Design of an Ultrasonic Concentrator for Vibro-Tactile Sensors Using Electro-Mechanical Analogy

Vibro-tactile sensors have been utilized to measure the mechanical properties of soft materials based on the shift of resonant frequency. However, their low signal to noise ratio (SNR) has impeded them from critical applications where accurate measurements are required. One of the ways to improve the SNR is to add an ultrasonic concentrator as a mechanical filter to the vibro-tactile sensor. In order to maximize the SNR, the concentrator should be optimally designed; however, systematic design approach of the concentrator has rarely been considered so far. In this paper, a hybrid design approach employing both analytical analysis and numerical simulation is presented. For analytical analysis, impedance analogy was used to facilitate the designing process, and the numerical simulation using FEA was conducted to carry out the parametric refinement of the design.
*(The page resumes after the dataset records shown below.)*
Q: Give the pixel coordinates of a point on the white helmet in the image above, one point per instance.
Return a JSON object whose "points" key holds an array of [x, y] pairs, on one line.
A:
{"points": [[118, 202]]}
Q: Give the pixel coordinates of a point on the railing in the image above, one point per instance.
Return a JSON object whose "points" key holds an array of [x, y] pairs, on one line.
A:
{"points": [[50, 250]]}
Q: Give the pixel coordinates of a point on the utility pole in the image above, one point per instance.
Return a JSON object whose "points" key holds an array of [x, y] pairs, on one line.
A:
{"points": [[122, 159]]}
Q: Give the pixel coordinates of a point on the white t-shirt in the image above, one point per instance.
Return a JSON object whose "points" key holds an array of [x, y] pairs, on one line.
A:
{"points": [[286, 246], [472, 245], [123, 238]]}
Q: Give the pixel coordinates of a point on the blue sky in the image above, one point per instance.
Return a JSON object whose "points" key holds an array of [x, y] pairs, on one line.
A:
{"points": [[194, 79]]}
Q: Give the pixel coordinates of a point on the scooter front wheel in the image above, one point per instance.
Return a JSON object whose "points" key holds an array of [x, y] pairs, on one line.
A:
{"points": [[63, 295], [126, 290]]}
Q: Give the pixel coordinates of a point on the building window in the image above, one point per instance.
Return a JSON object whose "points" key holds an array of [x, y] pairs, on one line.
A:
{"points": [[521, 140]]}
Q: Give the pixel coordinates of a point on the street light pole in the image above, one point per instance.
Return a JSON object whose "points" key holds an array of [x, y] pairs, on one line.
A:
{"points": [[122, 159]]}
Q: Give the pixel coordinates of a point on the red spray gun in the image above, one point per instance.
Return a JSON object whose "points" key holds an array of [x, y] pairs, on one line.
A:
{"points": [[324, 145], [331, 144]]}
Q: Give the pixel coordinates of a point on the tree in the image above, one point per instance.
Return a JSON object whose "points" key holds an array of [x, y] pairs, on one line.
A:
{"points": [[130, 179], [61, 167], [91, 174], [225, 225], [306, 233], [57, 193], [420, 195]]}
The performance of the final design was verified by mechanical and electrical characteristics tests. Tests results indicate that the longitudinal resonance mode of the sensor was significantly enhanced and the increase in its mechanical quality factor was achieved by the ultrasonic concentrator. The tactile sensing experiments on the silicone rubber samples showed the high potential of the vibro-tactile sensor in estimating the elastic moduli of soft materials in the range of 5–100 kPa, which is not readily available with conventional testing methods.